Gayl steuerte auf ein Café zu und setzte sich an einen Tisch im Freien. Er bestellte einen doppelten Espresso. Mutter seines Sohnes hin oder her, Hilo war ein Sicherheitsrisiko. Er schickte eine SMS mit der entsprechenden Anweisung an einen seiner Fußsoldaten. Dann schloss er die Augen und genoss die Frühlingssonne.
Ein Schatten schreckte ihn aus seinen Gedanken. Er wollte aufspringen, doch die Polizisten waren schneller.
„Hat dein Vögelchen geplappert?“, höhnte einer der Beamten, woraufhin ihn ein anderer mit „Klappe!“ zurechtwies.

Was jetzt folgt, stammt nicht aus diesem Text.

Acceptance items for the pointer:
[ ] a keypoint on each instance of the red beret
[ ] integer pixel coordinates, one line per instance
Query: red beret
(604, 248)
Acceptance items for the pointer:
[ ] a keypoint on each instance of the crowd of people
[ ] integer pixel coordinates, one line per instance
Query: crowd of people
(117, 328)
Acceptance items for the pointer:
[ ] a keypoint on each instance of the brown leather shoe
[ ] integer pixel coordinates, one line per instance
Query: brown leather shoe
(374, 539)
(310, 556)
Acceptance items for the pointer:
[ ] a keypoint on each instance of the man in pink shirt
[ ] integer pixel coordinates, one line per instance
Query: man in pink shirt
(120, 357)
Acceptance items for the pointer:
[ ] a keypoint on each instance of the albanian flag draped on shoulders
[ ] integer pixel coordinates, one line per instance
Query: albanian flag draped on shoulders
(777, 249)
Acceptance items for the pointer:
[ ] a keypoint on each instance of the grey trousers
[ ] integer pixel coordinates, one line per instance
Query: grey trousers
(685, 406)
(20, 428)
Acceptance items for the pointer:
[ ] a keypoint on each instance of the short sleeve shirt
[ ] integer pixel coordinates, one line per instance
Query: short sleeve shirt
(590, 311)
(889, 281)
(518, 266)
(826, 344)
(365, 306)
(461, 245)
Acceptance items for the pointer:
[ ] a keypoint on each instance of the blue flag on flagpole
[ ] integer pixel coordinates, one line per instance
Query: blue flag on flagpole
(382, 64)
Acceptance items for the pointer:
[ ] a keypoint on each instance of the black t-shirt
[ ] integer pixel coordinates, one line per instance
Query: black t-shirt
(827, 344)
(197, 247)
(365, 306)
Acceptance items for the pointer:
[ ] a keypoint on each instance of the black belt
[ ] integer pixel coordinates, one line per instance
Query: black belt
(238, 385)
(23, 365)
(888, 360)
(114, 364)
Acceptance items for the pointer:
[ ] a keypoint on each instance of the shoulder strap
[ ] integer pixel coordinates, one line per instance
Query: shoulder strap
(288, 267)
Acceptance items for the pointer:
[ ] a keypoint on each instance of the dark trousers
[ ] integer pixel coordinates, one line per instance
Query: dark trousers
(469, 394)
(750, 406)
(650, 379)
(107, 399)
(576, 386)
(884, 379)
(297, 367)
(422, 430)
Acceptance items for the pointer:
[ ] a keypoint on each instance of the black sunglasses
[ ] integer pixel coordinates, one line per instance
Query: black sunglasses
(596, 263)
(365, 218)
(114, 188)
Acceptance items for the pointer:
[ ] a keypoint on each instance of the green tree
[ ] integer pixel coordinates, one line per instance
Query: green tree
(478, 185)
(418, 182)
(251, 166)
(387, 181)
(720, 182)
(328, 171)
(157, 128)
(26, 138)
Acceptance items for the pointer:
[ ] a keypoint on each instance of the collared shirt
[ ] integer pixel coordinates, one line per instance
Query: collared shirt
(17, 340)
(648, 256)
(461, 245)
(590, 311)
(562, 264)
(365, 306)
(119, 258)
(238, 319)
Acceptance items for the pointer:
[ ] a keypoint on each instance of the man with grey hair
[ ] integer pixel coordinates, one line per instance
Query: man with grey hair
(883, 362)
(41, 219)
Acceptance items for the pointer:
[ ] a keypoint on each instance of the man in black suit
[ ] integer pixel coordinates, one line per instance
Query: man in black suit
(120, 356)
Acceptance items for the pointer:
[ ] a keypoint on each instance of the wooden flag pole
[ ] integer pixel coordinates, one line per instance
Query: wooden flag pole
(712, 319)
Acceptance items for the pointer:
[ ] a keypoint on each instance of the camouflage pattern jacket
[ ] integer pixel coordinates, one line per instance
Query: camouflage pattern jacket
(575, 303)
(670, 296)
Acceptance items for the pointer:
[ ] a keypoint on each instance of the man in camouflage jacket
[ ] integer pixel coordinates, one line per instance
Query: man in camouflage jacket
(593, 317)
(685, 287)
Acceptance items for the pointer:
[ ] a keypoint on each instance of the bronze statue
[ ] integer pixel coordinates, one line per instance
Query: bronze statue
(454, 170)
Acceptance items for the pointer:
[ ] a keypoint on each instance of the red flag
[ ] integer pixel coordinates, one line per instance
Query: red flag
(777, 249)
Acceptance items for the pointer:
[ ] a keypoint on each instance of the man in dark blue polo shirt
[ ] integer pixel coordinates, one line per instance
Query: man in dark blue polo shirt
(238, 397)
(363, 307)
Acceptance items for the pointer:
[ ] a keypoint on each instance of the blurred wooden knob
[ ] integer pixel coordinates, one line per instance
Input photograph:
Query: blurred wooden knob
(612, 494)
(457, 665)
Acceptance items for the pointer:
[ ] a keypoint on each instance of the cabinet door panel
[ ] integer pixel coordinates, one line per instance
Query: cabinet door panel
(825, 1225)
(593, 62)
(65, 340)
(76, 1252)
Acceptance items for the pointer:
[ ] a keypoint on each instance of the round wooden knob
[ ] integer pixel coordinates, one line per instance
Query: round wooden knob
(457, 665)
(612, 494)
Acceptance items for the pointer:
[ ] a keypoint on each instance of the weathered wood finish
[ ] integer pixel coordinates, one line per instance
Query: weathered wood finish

Gayls Fußsoldat las die Nachricht: Geh zu Vögelchen und bringe Wolfskind mit. Vögelchen war die Dolmetscherin, so viel stand fest. Und Gayl bedeutete Wolf. Er ging er zu Hilos Wohnung. Die sei im Krankenhaus, sagte eine Nachbarin, nachdem er sie ein bisschen geschüttelt hatte. „Das Kind kommt jede Minute.“
Er fuhr zur Klinik. Hilo wusste sofort, dass er von Gayl kam. Sie schien sich nicht zu freuen. „Du kommst zu spät“, sagte Hilo, denn sie glaubte nicht mehr an Gayls Liebe. „Eher zu früh“, meinte er, denn das Kind steckte noch in ihrem Leib. Er beugte sich zu Hilo hinunter. „Du hast etwas, das dir nicht gehört“, sagte er und legte seine Hand auf ihren Bauch. „Ich komme wieder.“ Hilo lief die Straße hinunter in den Wald. Irgendwann sackte sie erschöpft auf ein Moospolster. Als sie sich wieder aufrappelte und aus dem Wald trat, befand sie sich a einem Friedhof. Die Wehen setzten ein.

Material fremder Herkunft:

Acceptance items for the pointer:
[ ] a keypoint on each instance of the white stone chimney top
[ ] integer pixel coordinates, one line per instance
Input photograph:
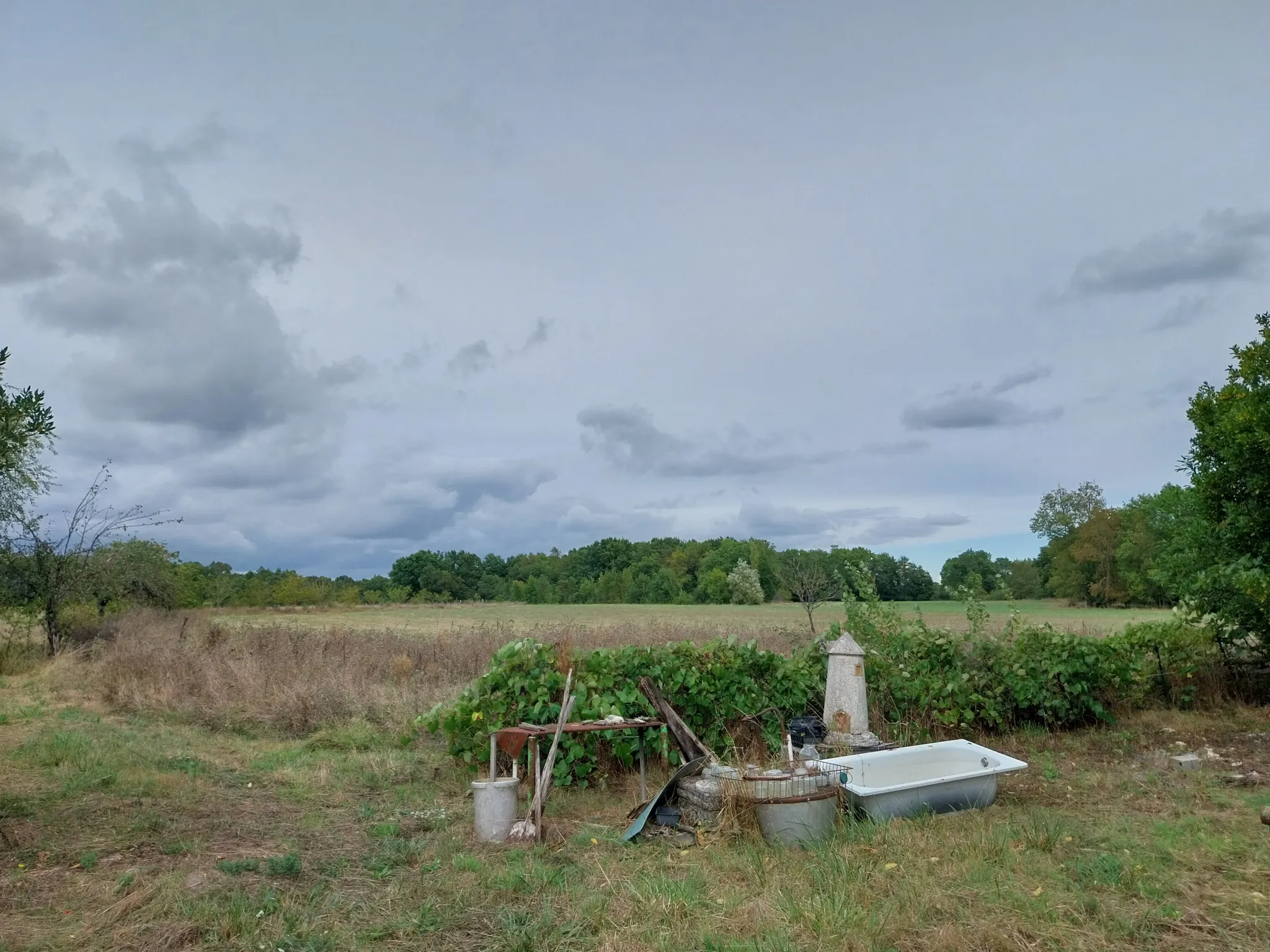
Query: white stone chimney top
(845, 645)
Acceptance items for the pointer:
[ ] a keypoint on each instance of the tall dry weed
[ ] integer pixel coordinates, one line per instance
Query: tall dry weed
(295, 678)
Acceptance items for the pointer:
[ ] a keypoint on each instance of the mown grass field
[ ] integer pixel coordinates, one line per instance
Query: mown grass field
(145, 832)
(755, 620)
(149, 808)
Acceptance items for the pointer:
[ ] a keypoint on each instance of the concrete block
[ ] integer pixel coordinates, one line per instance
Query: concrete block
(1185, 762)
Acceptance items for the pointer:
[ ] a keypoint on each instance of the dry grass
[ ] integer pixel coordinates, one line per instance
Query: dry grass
(298, 677)
(121, 826)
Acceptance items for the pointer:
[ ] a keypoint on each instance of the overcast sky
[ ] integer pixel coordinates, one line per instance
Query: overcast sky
(334, 282)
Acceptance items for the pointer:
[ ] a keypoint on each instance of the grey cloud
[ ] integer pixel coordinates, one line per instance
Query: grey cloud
(629, 439)
(538, 337)
(20, 169)
(470, 359)
(418, 509)
(975, 412)
(1226, 245)
(478, 131)
(27, 252)
(413, 358)
(790, 522)
(1185, 312)
(508, 483)
(893, 528)
(680, 501)
(904, 447)
(403, 296)
(342, 372)
(1019, 380)
(203, 143)
(189, 343)
(977, 408)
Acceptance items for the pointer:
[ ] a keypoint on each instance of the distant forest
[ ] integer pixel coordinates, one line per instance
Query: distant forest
(1098, 555)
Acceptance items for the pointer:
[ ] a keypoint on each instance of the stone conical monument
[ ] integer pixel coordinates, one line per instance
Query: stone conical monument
(846, 697)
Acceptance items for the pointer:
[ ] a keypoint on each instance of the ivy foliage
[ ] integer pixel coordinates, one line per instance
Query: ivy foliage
(935, 679)
(713, 685)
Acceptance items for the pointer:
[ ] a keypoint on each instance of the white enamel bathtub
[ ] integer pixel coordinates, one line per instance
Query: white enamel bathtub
(951, 775)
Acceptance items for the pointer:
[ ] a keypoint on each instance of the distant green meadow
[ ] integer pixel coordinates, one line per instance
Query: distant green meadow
(774, 616)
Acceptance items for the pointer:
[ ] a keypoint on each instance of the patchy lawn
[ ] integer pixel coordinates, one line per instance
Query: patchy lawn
(145, 832)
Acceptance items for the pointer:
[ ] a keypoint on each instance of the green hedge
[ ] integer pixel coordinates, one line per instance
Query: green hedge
(711, 685)
(933, 679)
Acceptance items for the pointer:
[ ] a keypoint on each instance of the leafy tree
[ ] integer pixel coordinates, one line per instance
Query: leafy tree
(806, 576)
(974, 562)
(50, 569)
(1064, 509)
(136, 571)
(1023, 579)
(1230, 467)
(25, 431)
(744, 584)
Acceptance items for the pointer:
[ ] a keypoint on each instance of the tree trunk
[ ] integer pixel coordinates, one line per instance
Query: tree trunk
(810, 620)
(52, 628)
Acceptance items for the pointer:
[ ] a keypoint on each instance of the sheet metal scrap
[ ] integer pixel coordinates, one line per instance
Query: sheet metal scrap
(664, 795)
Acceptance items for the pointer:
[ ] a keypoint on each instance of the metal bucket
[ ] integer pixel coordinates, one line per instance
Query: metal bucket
(494, 808)
(798, 821)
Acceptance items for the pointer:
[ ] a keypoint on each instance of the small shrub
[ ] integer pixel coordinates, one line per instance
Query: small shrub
(236, 867)
(287, 865)
(744, 584)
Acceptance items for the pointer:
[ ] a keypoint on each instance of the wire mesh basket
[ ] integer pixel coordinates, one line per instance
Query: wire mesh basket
(786, 782)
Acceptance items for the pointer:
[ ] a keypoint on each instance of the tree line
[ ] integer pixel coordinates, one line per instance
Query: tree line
(1203, 546)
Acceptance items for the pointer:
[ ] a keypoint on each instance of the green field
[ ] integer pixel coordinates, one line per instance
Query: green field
(143, 831)
(691, 620)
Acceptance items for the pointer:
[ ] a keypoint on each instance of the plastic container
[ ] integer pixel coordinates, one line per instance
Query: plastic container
(667, 815)
(806, 821)
(494, 808)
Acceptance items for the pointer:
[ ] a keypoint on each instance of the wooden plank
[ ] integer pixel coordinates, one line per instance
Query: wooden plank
(689, 742)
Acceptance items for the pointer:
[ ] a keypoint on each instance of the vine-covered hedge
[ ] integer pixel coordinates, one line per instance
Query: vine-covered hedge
(711, 685)
(933, 679)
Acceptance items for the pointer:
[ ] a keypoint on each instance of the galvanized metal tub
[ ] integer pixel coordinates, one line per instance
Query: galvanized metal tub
(951, 775)
(796, 821)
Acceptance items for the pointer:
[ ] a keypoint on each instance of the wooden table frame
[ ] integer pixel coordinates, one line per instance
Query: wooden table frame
(536, 731)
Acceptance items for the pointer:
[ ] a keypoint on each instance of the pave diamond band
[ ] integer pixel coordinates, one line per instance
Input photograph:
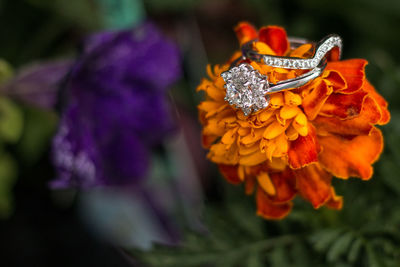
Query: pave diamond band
(321, 49)
(248, 90)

Am nächsten Morgen wachte sie im Pfarrhaus auf, ihre Tochter im Arm. Die Haushälterin des Pfarrers, die wegen des Vollmonds nicht hatte schlafen können, hatte Hilos Schreie gehört und den Pfarrer geweckt.
„Ich habe gedacht, da draußen heult ein Werwolf“, sagte sie später zur Polizei. Hilo nickte. Gayl musste sie verhext haben.